Biotribology: Studies of the Effects of Biochemical Environments on the Wear and Damage of Articular Cartilage

Tribology is the science of interacting surfaces in relative motion. It is specifically concerned with the friction, wear and lubrication of these surfaces. Although tribology has conventionally been associated with the surface interaction of mechanical systems, concepts of tribology have also been important in the study of biological systems. Biotribology is one of the newest fields to emerge in the discipline of tribology. It can be described as the study of friction, wear and lubrication of biological systems, mainly synovial joints such as the human hip and knee.

Osteoarthritis (OA) is partially characterized by the loss of articular cartilage from the contacting surface of the articulating bones in synovial joints. Although it has been studied extensively, the exact pathways and pathogenesis of OA have yet to be determined. Several factors have been cited as possible contributors to the condition. These factors can primarily be grouped into two categories of mechanical or biochemical abnormalities. Research in biotribology enables the examination of both the mechanical and biochemical factors involved in joint lubrication and OA. This research has focussed on the mechanisms of normal joint lubrication, as well as the possible connections between biotribology and osteoarthritis. Particular emphasis is placed on the effects of biochemical changes and environment on cartilage wear and damage.

Studies were carried out using a test device developed to study the tribological properties of articular cartilage, in vitro. A cartilage-on-cartilage test configuration was used with bovine articular cartilage and a cartilage-on-stainless steel configuration used with lapine articular cartilage. Articulating surfaces were put in sliding contact under a normal load. Natural and biochemically modified environments were created to simulate possible normal and pathologic in vivo conditions. Wear and friction of the articular cartilage were measured and related to biochemical environments which are suspected in clinical cases of OA. Quantitative measurement of cartilage wear was achieved through hydroxyproline assay of the post-test lubricants.
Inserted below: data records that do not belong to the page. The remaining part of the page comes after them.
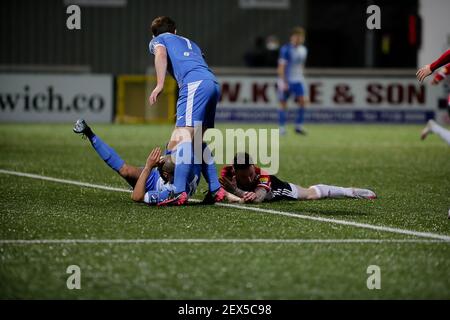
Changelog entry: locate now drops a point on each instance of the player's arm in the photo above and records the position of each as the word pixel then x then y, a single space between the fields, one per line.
pixel 161 68
pixel 255 197
pixel 231 186
pixel 441 75
pixel 428 69
pixel 139 189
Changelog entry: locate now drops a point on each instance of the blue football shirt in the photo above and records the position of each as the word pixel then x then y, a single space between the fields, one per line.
pixel 185 60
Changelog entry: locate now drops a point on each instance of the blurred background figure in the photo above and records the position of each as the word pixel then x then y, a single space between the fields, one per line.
pixel 291 80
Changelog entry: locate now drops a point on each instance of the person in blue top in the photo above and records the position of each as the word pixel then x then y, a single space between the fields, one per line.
pixel 152 183
pixel 290 78
pixel 199 93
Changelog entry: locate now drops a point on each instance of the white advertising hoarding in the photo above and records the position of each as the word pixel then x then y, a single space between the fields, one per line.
pixel 55 98
pixel 332 99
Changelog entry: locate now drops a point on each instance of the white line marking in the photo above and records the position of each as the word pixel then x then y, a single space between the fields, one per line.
pixel 76 183
pixel 252 208
pixel 225 241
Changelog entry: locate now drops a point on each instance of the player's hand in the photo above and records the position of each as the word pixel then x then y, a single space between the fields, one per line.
pixel 154 96
pixel 434 81
pixel 153 158
pixel 249 196
pixel 229 185
pixel 423 72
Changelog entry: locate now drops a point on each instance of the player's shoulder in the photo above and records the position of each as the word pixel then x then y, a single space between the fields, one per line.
pixel 285 47
pixel 227 171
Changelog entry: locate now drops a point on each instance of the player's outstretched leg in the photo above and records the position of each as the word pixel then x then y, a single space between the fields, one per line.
pixel 433 127
pixel 321 191
pixel 108 154
pixel 300 116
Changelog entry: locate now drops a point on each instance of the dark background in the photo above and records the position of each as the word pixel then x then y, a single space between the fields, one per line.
pixel 115 39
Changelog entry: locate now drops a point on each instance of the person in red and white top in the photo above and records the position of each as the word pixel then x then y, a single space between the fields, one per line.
pixel 428 69
pixel 422 73
pixel 253 185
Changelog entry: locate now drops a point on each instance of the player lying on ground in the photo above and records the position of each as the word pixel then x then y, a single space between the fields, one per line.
pixel 196 105
pixel 291 80
pixel 152 183
pixel 253 185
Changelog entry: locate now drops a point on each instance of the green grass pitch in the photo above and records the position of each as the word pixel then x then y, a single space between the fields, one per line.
pixel 411 178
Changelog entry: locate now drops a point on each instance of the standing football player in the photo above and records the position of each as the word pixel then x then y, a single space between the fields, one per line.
pixel 422 73
pixel 199 93
pixel 291 80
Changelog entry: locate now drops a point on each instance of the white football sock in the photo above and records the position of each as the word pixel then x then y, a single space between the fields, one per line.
pixel 325 191
pixel 443 133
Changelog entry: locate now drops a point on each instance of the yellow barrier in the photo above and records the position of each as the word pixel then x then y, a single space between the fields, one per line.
pixel 132 100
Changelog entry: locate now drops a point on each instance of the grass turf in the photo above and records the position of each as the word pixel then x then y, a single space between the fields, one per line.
pixel 410 177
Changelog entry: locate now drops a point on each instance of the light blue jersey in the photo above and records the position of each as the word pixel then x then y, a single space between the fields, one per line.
pixel 294 59
pixel 157 190
pixel 185 60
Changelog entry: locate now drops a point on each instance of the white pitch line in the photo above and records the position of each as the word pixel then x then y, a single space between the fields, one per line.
pixel 224 241
pixel 419 234
pixel 76 183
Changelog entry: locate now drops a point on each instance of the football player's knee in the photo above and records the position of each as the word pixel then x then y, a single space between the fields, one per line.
pixel 311 194
pixel 125 171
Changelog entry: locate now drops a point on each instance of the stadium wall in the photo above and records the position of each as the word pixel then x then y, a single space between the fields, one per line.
pixel 336 98
pixel 53 98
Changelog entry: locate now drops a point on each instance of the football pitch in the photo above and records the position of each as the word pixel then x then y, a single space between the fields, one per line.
pixel 285 250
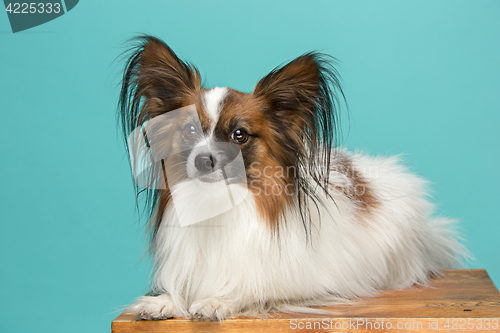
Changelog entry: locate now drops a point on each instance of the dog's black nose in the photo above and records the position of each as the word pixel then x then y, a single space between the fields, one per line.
pixel 205 163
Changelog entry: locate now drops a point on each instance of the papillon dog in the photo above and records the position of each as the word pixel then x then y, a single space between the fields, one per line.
pixel 253 207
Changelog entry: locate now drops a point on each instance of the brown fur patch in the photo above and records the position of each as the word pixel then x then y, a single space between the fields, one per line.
pixel 359 190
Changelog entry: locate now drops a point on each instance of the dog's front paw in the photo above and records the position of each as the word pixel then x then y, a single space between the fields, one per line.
pixel 211 309
pixel 155 307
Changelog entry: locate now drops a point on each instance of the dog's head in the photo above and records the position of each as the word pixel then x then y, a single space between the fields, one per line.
pixel 275 141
Surface and subsurface damage were also examined through the use of scanning electron microscopy and histological staining techniques.

The results of four separate studies demonstrated that: (1) exposure of bovine cartilage to collagenase-3, an enzyme suspected in the cartilage degeneration seen in OA, significantly increased cartilage wear (p = 0.001); (2) lapine cartilage with surgically induced OA exhibited higher coefficients of friction, but no significant increase in wear over normal cartilage from the same animal; (3) the addition of white blood cell lysate, comparable to what would be seen in mild joint inflammation, to synovial fluid significantly increased cartilage wear over normal synovial fluid (p = 0.002); (4) the removal of "boundary lubricating" surface-active phospholipids (SAPLs) from normal synovial fluid had no significant effect on cartilage wear.

These results demonstrate that biochemical changes in the cartilage, as well as the synovial fluid, can lead to increased wear of and damage to the articular cartilage surface. How these changes may occur in living systems remains to be determined. The use of the tribological test device developed and various analytical techniques has made it possible to quantitatively evaluate the effects of biochemical changes and environment on the wear and damage of articular cartilage. These studies have demonstrated that research in biotribology has the potential to make significant contributions to the current knowledge not only of normal joint lubrication but of joint pathology as well.